Steps 2-3 require either string parsing in iPXE (limited) or running the tool twice (cost). Both add wall-clock to every boot.

Mechanism

"This enabled us to run a single set command instead of first running show to compare, and then set if the configuration was not in the desired state."

# construct path to read the update variable
set buffer-var-guid 91468514-75bc-4bb5-8f33-91efff9e9b1f
set var-upd-path efivar/CfHIIVarUpd-${buffer-var-guid}

# Run the config change command
imgexec <signed CF UEFI configuration App> set ${uefi-setting}=${uefi-value}

# Compare the update variable with the expected value if it has changed.
# If it has changed, set the local variable to reboot the system
iseq ${uefi-same-hex} ${${var-upd-path}} || set has-changed ${uefi-diff-hex}

Three structural pieces:

  1. The flag is exposed by the configuration substrate. The tool that writes the config also exposes a hex-encoded "what would equality look like" reference value (uefi-same-hex) so iPXE can compare against the post-write state in a single read.
  2. Always issue the set. No conditional pre-check; the write is idempotent. If the live state already matches, the set is a no-op (or near-no-op).
  3. Use the flag to drive next-step behaviour, not the write itself. The flag is read after the set to decide whether the system needs to reboot to make a real change take effect.

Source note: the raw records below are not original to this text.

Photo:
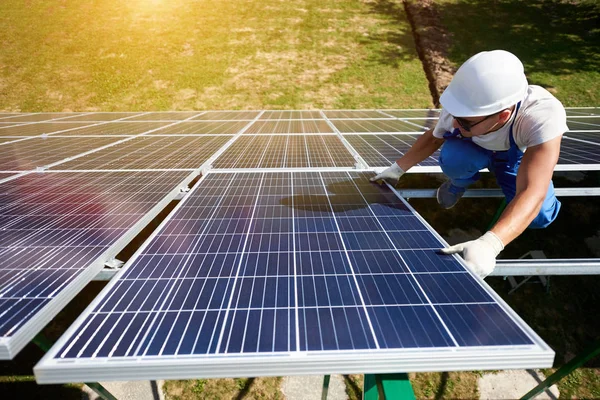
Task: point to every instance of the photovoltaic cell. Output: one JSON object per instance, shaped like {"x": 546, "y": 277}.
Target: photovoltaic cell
{"x": 40, "y": 128}
{"x": 289, "y": 151}
{"x": 203, "y": 128}
{"x": 291, "y": 115}
{"x": 227, "y": 115}
{"x": 579, "y": 151}
{"x": 38, "y": 152}
{"x": 413, "y": 113}
{"x": 288, "y": 271}
{"x": 582, "y": 111}
{"x": 165, "y": 116}
{"x": 341, "y": 114}
{"x": 286, "y": 126}
{"x": 381, "y": 125}
{"x": 382, "y": 150}
{"x": 151, "y": 152}
{"x": 52, "y": 228}
{"x": 117, "y": 128}
{"x": 38, "y": 117}
{"x": 102, "y": 116}
{"x": 584, "y": 124}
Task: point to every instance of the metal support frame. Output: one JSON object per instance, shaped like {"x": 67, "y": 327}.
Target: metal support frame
{"x": 388, "y": 386}
{"x": 592, "y": 351}
{"x": 45, "y": 344}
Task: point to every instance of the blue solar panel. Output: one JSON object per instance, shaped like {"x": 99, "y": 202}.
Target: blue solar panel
{"x": 258, "y": 271}
{"x": 53, "y": 227}
{"x": 382, "y": 150}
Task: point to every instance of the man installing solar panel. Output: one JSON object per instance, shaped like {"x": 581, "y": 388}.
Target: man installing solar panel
{"x": 490, "y": 116}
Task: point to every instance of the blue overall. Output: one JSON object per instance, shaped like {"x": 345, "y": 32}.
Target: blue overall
{"x": 461, "y": 160}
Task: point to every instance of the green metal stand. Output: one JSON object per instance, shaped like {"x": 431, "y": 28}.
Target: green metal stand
{"x": 565, "y": 370}
{"x": 43, "y": 343}
{"x": 325, "y": 387}
{"x": 499, "y": 212}
{"x": 388, "y": 386}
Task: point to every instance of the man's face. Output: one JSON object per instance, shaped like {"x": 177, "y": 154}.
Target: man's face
{"x": 476, "y": 126}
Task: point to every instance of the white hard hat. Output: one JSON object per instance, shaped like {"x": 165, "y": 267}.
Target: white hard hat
{"x": 485, "y": 84}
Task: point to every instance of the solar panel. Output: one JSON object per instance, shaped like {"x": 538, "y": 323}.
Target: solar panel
{"x": 288, "y": 273}
{"x": 381, "y": 125}
{"x": 412, "y": 113}
{"x": 291, "y": 115}
{"x": 348, "y": 114}
{"x": 383, "y": 150}
{"x": 203, "y": 128}
{"x": 151, "y": 152}
{"x": 102, "y": 116}
{"x": 56, "y": 231}
{"x": 285, "y": 151}
{"x": 122, "y": 128}
{"x": 165, "y": 116}
{"x": 582, "y": 111}
{"x": 38, "y": 152}
{"x": 227, "y": 115}
{"x": 41, "y": 117}
{"x": 289, "y": 126}
{"x": 584, "y": 124}
{"x": 4, "y": 175}
{"x": 580, "y": 151}
{"x": 41, "y": 128}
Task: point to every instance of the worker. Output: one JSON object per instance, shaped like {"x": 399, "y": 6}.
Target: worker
{"x": 492, "y": 118}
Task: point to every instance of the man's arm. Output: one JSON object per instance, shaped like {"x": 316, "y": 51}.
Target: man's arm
{"x": 425, "y": 145}
{"x": 533, "y": 179}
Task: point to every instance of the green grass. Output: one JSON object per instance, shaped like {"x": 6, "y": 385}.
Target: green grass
{"x": 232, "y": 54}
{"x": 557, "y": 40}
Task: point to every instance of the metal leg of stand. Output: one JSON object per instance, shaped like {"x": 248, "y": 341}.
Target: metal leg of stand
{"x": 388, "y": 386}
{"x": 326, "y": 379}
{"x": 565, "y": 370}
{"x": 43, "y": 343}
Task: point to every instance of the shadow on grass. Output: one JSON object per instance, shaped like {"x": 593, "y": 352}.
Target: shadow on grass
{"x": 558, "y": 37}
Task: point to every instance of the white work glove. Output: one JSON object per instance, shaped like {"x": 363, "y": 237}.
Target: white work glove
{"x": 479, "y": 254}
{"x": 391, "y": 174}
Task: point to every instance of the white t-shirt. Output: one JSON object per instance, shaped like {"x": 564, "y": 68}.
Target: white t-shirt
{"x": 541, "y": 118}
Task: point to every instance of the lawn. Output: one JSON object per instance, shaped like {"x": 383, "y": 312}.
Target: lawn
{"x": 557, "y": 40}
{"x": 248, "y": 54}
{"x": 230, "y": 54}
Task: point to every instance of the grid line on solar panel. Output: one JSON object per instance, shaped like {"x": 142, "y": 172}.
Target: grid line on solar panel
{"x": 40, "y": 117}
{"x": 273, "y": 263}
{"x": 227, "y": 115}
{"x": 166, "y": 116}
{"x": 289, "y": 151}
{"x": 287, "y": 126}
{"x": 382, "y": 150}
{"x": 382, "y": 125}
{"x": 582, "y": 111}
{"x": 577, "y": 151}
{"x": 118, "y": 128}
{"x": 103, "y": 116}
{"x": 37, "y": 152}
{"x": 291, "y": 114}
{"x": 203, "y": 128}
{"x": 53, "y": 226}
{"x": 354, "y": 114}
{"x": 151, "y": 152}
{"x": 40, "y": 128}
{"x": 424, "y": 113}
{"x": 583, "y": 124}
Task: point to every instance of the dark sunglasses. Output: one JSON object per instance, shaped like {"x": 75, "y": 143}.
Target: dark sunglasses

If the live state didn't actually change, no reboot.

Why this is small but load-bearing

The flag eliminates one round trip per boot and removes the need for iPXE-side string parsing of UEFI variable hex output. At fleet scale this compounds:

  • Per-boot saving: probably tens of milliseconds of execution time, but more importantly removes a fragile parsing step.
  • Removes a code path — there's only one path now (always set, then compare flag), simplifying the iPXE script and reducing places it can fail.

The pattern is part of a broader Cloudflare 2026-06-01 discipline of moving everything onto iPXE so a single BIOS firmware image serves all SKUs with configuration deployed through the existing release pipeline.

Composition with other patterns

Generalisation: encoded-state comparison flag

The general lesson: when read encoding and write encoding differ, expose a comparison primitive at the encoding boundary rather than forcing the consumer to translate.

Substrate Native read encoding Comparison primitive
iPXE on UEFI hex uefi-same-hex boolean (Cloudflare 2026-06-01)
Etcd watch binary protobuf mod_revision integer for version compare
Kubernetes API JSON resourceVersion for optimistic concurrency
HTTP cache bytes ETag header for content equality
Database optimistic lock rows version column for compare-and-set

Whenever the consumer's natural comparison would require translation, exposing a comparable primitive at the substrate level is faster + less fragile than translating client-side.

When to use

  • Fleet automation runs from a substrate (iPXE, embedded shell, constrained runtime) that can't easily parse the read encoding.
  • The configuration tool can be extended to expose a comparison primitive cheaply.
  • Per-boot wall-clock savings matter (boot is on the critical path).

When not to use

  • The consumer is rich enough to do the comparison itself (full programming language with parsing libraries).
  • The configuration substrate is closed and can't be extended.
  • The wall-clock cost of show+parse+conditional-set is negligible for the use case.

Risks

  • Flag staleness — the flag's reference value (uefi-same-hex) must track the actual desired hex representation. If they drift, the comparison gives wrong answers. Treat the flag's reference as part of the declarative configuration.
  • Always-set side effects — issuing the set even when no change is needed must be safe (idempotent, no extra wall-clock, no audit-log noise). Cloudflare's set is cheap; not every substrate's would be.
  • Flag-driven behaviour vs actual change — the flag indicates whether the comparison matched, not whether the underlying hardware state will change. Cloudflare uses it for reboot decisions; using it for other decisions (audit, alerting) needs care.